Therapy that targets disease-causing mutations could become the first of its kind approved for use in the United States.
Advisers to the US Food and Drug Administration (FDA) have paved the way for the agency’s first approval of a gene therapy to treat a disease caused by a genetic mutation.
On 12 October, a panel of external experts unanimously voted that the benefits of the therapy, which treats a form of hereditary blindness, outweigh its risks. The FDA is not required to follow the guidance of its advisers, but it often does. A final decision on the treatment, called voretigene neparvovec (Luxturna), is expected by 12 January.
An approval in the lucrative US drug market would be a validation that gene-therapy researchers have awaited for decades. “It’s the first of its kind,” says geneticist Mark Kay of Stanford University in California, of the treatment. “Things are beginning to look more promising for gene therapy.”

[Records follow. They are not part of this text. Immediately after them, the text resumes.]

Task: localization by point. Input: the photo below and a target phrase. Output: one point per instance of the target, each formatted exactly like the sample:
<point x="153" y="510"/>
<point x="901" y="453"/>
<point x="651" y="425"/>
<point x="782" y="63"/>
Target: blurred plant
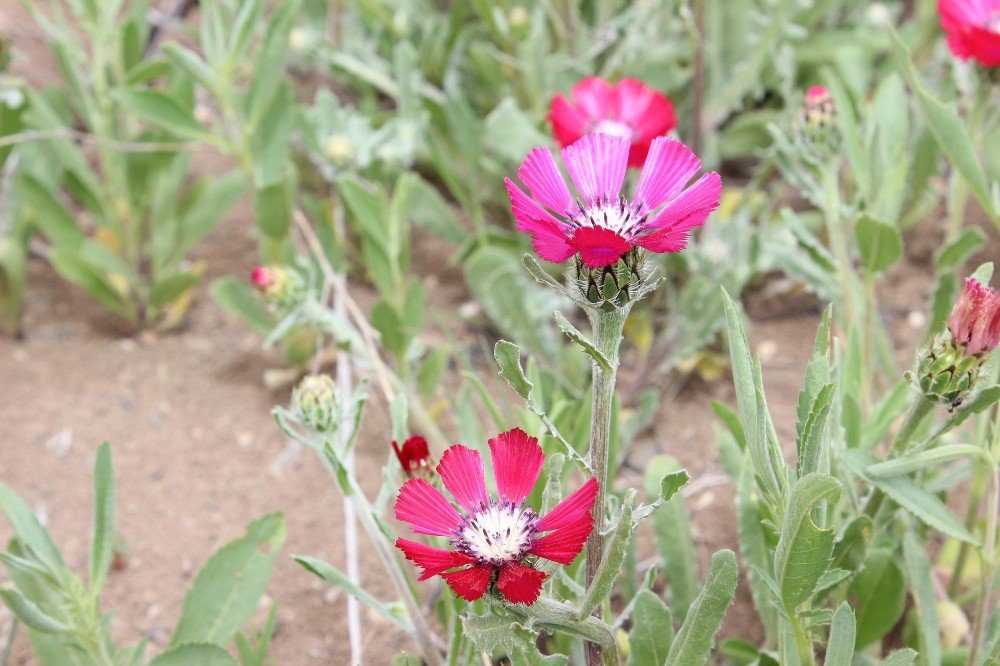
<point x="120" y="225"/>
<point x="62" y="614"/>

Luxturna is made by Spark Therapeutics of Philadelphia, Pennsylvania, and is designed to treat individuals who have two mutated copies of a gene called RPE65. The mutations impair the eye’s ability to respond to light, and ultimately lead to the destruction of photoreceptors in the retina.
The treatment consists of a virus loaded with a normal copy of the RPE65 gene. The virus is injected into the eye, where the gene is expressed and supplies a normal copy of the RPE65 protein.

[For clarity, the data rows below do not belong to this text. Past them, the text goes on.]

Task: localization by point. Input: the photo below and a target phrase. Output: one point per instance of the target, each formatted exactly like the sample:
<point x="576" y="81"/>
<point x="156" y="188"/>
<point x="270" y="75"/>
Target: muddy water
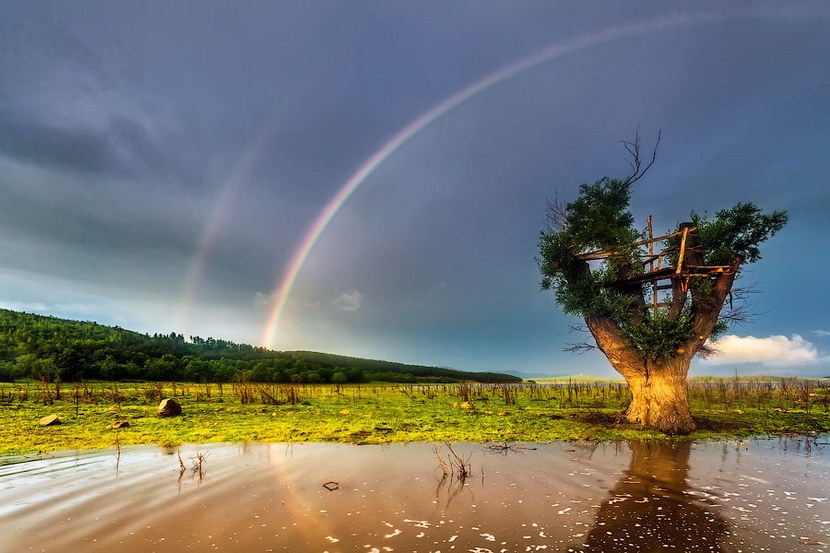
<point x="769" y="495"/>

In a randomized controlled trial that enrolled 31 people, Spark showed that, on average, patients who received the treatment improved their ability to navigate a special obstacle course1. This improvement was sustained for the full year during which the company gathered data. The control group, however, showed no improvement overall. This was enough to convince the FDA advisory committee that the benefits of the therapy outweigh the risks.
That endorsement is an important vote of confidence for a field that has struggled over the past 20 years. In the early 1990s, gene therapy was red hot, says David Williams, chief scientific officer at Boston Children’s Hospital in Massachusetts. “You couldn’t keep young people out of the field,” he says. “Everyone wanted in.” Then came the death of a young patient enrolled in a gene-therapy clinical trial, and the realization that a gene therapy used to treat children with an immune disorder could cause leukaemia.

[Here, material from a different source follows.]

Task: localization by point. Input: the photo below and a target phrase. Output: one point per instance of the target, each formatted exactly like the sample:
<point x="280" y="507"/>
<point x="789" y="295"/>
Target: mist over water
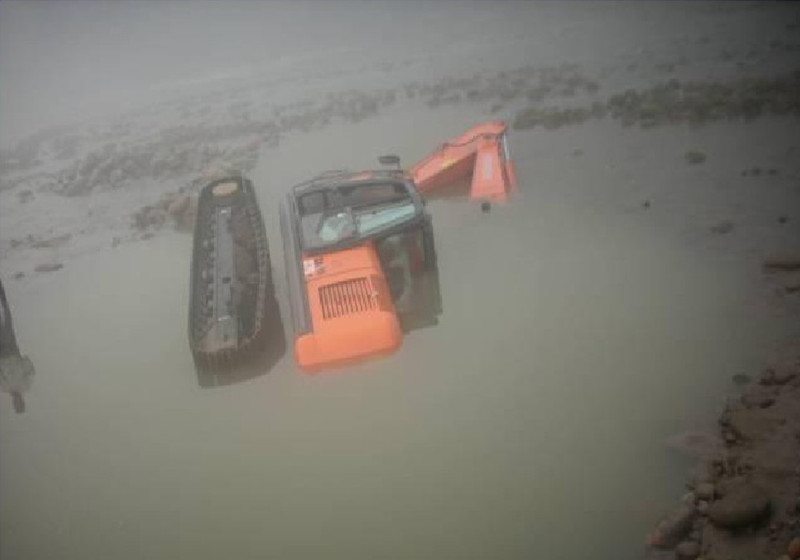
<point x="578" y="331"/>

Investors backed away from gene therapy, and some academics grew scornful of it. Although European regulators approved one such therapy in 2012, for a condition that causes severe pancreatitis, many doubted that it worked. (The company that makes it has announced that it will not renew its licence to market the drug when it expires on 25 October.) “You’re too smart to work in this field,” a colleague told Kay. “It’s a pseudoscience.”
But some researchers kept plugging away at the problem, improving the vectors that shuttle genes into human cells. Over time, new clinical trials began to show promise, and pharmaceutical companies became more interested in developing treatments for rare genetic diseases. Gradually, investors returned.
Now, demand for gene-therapy vectors is so high that suppliers are oversubscribed, and researchers have to wait between 18 months and 2 years to get some of the reagents that they need for clinical studies, says Williams.
In the past few years, gene therapies have shown promise in clinical trials for a range of diseases — including haemophilia, sickle cell disease and an immune disorder called Wiskott–Aldrich syndrome. On 4 October, Williams and his colleagues published results of a gene-therapy trial to treat cerebral adrenoleukodystrophy (ALD), a devastating and sometimes fatal disorder that affects the nervous system and adrenal glands2. Disease progression was halted for the roughly 2-year duration of the study in 15 of 17 boys who were treated.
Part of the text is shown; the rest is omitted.